Катынский синдром в советско-польских и российско-польских отношениях | страница 20
Война закончилась победой Польши, но на деле не позволила ни той, ни другой стороне достичь своих целей и намерений. Когда Красная армия двинулась на Варшаву, ее порыв помочь братьям по классу не встретил ожидаемого понимания среди польского населения, что весьма разочаровало друзей и соратников по революционной борьбе. Как справедливо писал известный польский публицист З. Залуский, «термин „белополяки“ служил вначале для того, чтобы различить настоящих поляков от польской контрреволюции. Но чем ближе к Висле, тем этих „белополяков“ оказывалось все больше... На предпольях Варшавы складывалось впечатление, что других просто нет»>{4}. Ослепленные перспективой мировой революции, советские руководители и военачальники не сумели верно оценить ситуацию, предвидеть последствия более чем векового угнетения польского народа, недостаточного уважения к его национальным чувствам.

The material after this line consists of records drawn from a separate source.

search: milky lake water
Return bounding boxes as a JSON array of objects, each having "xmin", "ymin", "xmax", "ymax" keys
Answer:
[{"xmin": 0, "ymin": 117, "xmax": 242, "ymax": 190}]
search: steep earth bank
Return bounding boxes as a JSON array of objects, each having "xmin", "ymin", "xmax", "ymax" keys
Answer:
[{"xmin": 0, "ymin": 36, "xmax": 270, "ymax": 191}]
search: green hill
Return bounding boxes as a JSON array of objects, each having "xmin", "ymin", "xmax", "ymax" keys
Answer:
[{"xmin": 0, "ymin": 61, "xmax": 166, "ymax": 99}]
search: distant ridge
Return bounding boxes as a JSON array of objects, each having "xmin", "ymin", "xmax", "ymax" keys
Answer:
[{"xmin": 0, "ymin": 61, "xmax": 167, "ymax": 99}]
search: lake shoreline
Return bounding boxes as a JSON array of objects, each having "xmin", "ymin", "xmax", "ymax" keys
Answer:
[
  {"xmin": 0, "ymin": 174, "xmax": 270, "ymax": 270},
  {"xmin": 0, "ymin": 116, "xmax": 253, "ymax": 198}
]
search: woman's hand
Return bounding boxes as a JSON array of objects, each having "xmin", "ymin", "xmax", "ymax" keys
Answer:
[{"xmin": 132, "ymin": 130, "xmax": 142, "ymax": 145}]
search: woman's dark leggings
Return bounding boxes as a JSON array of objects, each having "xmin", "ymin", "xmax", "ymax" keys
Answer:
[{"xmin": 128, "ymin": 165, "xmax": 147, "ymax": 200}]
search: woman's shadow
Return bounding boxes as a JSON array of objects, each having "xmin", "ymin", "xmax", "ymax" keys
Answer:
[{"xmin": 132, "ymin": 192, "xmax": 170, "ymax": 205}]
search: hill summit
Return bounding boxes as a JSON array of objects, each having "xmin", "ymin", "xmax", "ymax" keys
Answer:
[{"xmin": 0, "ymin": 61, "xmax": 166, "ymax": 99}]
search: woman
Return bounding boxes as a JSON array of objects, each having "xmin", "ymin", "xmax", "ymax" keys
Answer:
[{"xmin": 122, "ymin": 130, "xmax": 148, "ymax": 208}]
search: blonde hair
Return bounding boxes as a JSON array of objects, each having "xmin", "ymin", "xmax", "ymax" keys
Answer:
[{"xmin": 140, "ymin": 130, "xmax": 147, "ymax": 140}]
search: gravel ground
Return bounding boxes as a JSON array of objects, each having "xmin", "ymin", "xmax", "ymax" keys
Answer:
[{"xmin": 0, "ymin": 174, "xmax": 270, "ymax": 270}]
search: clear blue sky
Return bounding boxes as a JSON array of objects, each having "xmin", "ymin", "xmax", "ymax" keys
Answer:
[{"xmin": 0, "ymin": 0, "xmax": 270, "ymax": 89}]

Польский замысел создать объединение государственных образований народов, заселявших в XVIII в. Речь Посполитую, не удался. Польша превратилась в многонациональную слабо интегрированную страну, обремененную напряженными проблемами национальных меньшинств, непростых отношений с соседями.
Закрепленные в 1921 г. Рижским миром отношения, казалось, стабилизировались, что было подкреплено отказом «от всяких прав и притязаний», взаимными гарантиями полного уважения государственного суверенитета другой стороны и воздержания от всякого вмешательства во внутренние дела друг друга. Однако граница пролегла в соответствии со случайной конфигурацией линии фронта осени 1920 г., оставив на польской стороне почти половину белорусских земель и около четверти украинских, образовав непреодолимый барьер между Польшей и СССР. Польская политика, не будучи бескомпромиссно враждебной по отношению к Советскому Союзу, стала политикой недоверия и неприязни.

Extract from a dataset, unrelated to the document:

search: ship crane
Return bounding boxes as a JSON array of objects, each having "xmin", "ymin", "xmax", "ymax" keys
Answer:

Для Советской России Польша была страной, война с которой не была выиграна, опасность со стороны которой как опоры ненавистного версальского порядка, символа империалистической системы укоренялась в общественном сознании. Польская граница была границей с «капиталистическим окружением», и психологически угроза «Если завтра война, если враг нападет» увязывалась именно с нею. Более того, Польша воспринималась как самый крупный реальный, близкий противник: через фронты войны с ней с обеих сторон прошло более чем по миллиону солдат, значительно больше, чем через фронты Гражданской войны. Это оставило в сознании прочный след — неизгладимую горечь и взаимное неприятие, все более эксплуатируемые идеологически.